I have been independently working proofs out of a vector calculus book I own and would like feedback on one of them; if it's right; if it is right, could it be improved; etc. Here is the problem: (Also, I apologize in advance, I don't have software to let me type math equations. Please read numbers and lower-case letters attached to the right of capital letters as subscripts.)
Let $A_1, A_2,\ldots,A_r$ be non-zero vectors which are mutually perpendicular, or in other words, $A_i\cdot A_j = 0$ iff $i\ne j$. Let $c_1,c_2,\ldots,c_r$ be real numbers such that $c_1A_1 + \ldots + c_rA_r = \mathbf{0}$. Prove that all $c_i = 0$.
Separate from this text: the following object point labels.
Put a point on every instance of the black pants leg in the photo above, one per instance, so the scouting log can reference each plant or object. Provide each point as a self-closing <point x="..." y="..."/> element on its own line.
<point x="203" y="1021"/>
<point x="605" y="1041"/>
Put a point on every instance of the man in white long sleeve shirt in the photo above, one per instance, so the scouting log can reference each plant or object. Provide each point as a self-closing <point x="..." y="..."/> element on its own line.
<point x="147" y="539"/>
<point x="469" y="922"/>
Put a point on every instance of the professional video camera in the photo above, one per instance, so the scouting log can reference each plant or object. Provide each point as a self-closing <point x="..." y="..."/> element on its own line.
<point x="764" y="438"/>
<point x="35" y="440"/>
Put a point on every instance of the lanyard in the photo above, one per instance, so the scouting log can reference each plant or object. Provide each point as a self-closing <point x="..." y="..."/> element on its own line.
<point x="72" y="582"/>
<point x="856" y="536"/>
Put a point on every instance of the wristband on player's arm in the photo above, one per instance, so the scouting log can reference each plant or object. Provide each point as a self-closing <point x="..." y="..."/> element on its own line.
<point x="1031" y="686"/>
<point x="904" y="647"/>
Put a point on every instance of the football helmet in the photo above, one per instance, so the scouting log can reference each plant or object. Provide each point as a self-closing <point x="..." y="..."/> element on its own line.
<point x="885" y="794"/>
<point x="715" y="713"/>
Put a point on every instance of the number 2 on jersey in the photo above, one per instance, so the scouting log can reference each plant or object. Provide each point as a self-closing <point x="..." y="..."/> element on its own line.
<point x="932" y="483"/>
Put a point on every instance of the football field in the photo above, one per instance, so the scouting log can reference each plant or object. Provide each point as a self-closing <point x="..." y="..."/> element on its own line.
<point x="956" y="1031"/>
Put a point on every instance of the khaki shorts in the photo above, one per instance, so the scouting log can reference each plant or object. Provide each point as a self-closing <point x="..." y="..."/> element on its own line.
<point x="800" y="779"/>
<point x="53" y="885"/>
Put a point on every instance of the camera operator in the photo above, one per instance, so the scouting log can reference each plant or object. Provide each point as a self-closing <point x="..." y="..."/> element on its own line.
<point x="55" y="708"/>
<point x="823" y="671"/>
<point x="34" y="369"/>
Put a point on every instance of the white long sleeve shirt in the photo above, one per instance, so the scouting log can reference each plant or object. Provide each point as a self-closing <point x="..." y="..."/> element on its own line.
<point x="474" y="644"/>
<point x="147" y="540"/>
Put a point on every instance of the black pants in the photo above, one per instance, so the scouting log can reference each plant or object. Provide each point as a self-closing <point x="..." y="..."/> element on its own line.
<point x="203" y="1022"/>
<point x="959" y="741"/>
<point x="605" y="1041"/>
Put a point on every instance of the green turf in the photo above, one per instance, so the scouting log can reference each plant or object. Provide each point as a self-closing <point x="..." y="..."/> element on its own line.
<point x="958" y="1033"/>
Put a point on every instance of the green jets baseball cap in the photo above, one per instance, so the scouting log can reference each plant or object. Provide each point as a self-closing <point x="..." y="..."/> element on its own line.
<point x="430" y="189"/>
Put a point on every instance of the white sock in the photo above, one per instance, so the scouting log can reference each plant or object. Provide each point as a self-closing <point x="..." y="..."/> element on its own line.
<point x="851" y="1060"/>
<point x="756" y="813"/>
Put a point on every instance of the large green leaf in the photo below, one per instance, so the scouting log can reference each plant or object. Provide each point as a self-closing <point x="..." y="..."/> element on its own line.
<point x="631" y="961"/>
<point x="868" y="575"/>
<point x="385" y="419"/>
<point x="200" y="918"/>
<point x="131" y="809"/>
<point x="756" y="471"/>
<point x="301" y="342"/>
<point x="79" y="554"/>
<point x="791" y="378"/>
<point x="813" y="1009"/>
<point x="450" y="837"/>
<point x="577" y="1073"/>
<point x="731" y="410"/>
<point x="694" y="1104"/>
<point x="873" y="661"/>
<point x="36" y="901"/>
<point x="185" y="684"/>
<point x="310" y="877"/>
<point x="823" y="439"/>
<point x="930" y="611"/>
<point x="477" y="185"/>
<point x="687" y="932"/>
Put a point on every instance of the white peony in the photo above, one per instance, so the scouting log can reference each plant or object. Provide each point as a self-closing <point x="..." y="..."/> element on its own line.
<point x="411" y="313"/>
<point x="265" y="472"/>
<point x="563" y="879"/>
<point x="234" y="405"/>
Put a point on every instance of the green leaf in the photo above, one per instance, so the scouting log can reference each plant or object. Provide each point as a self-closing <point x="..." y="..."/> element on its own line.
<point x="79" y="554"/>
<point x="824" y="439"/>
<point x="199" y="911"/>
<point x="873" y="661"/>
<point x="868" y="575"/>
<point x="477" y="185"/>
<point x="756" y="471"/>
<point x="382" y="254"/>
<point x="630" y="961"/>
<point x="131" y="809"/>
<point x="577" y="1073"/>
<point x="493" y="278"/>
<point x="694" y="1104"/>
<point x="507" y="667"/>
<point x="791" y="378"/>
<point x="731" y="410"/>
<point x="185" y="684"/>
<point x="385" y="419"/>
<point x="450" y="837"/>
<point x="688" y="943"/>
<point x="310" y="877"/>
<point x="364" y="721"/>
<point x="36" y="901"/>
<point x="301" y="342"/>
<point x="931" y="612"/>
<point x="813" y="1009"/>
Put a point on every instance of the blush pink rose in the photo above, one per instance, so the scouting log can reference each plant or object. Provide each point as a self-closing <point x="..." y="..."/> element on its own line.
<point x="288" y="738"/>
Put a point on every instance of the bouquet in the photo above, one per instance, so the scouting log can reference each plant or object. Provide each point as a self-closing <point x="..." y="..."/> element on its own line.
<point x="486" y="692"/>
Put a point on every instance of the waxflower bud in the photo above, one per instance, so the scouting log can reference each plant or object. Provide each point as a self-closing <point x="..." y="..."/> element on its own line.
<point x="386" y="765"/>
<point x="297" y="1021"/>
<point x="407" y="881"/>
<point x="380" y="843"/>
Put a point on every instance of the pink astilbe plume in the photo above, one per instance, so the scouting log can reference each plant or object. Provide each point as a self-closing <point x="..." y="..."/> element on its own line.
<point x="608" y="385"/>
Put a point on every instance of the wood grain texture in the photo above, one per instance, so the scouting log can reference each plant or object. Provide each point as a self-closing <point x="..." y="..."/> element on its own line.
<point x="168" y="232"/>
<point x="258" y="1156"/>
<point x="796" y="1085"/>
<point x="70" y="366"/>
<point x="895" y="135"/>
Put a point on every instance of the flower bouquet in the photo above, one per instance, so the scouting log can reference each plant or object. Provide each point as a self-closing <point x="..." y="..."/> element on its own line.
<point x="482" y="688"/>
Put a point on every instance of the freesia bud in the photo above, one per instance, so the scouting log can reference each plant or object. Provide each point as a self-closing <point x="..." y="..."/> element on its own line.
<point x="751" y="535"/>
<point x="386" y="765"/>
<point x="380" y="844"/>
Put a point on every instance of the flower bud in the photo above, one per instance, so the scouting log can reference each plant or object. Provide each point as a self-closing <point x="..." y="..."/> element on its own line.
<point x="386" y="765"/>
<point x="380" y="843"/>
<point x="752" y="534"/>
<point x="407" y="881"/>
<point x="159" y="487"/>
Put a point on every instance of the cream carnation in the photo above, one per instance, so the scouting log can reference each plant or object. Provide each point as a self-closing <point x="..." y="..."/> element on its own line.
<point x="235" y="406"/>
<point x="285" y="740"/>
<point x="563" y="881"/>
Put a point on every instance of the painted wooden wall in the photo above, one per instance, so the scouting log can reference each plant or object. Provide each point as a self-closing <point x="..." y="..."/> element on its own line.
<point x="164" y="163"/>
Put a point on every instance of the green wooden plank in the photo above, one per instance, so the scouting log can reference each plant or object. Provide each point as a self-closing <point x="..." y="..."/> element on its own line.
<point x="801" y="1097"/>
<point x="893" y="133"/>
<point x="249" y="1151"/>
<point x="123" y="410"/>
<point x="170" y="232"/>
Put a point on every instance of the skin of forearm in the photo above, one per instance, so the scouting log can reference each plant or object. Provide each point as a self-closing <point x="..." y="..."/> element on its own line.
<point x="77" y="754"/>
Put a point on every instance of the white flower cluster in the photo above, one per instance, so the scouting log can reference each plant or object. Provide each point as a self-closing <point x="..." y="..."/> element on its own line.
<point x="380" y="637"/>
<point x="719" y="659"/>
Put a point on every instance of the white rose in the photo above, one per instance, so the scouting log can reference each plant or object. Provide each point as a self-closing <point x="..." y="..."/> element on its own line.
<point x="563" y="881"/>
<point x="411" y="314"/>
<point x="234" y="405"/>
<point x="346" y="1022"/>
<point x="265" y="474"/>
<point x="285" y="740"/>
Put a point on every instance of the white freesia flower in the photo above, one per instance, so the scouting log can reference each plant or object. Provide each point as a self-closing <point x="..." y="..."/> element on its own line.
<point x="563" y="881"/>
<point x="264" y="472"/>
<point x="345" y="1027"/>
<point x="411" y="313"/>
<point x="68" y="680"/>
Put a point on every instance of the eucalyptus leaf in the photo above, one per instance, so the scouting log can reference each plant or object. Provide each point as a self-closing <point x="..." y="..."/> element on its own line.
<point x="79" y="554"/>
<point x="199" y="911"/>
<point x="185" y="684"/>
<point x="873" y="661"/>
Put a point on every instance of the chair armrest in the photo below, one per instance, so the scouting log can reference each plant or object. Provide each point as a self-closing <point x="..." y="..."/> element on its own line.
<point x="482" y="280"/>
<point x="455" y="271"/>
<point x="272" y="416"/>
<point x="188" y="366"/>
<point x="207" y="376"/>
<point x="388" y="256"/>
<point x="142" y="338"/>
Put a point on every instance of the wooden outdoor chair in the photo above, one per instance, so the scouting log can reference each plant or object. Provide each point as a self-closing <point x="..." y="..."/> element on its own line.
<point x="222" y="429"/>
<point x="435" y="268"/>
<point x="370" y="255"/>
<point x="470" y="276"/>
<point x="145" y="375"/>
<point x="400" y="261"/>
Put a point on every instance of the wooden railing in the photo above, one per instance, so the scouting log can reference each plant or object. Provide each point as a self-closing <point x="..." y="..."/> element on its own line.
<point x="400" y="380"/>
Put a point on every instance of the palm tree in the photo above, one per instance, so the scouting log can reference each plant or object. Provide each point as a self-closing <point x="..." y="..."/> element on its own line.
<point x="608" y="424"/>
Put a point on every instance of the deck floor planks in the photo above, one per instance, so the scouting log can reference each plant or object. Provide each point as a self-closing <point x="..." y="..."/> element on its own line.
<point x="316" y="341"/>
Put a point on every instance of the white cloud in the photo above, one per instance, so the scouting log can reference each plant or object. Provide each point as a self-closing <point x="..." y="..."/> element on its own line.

My attempt: $c_1A_1 + \ldots + c_rA_r = \mathbf{0}$
(take the dot product of each side and $A_r$)
$A_r\cdot(c_1A_1 + \ldots + c_rA_r) = A_r \cdot\mathbf{0}$
reduces to
$c_r(A_r\cdot A_r) = 0$
(divide both sides by $A_r\cdot A_r$)
$c_r = 0.$
Since $r$ is arbitrary, any $c_r$ must be zero. QED.
Is this a sufficient proof of the question asked? Thanks in advance.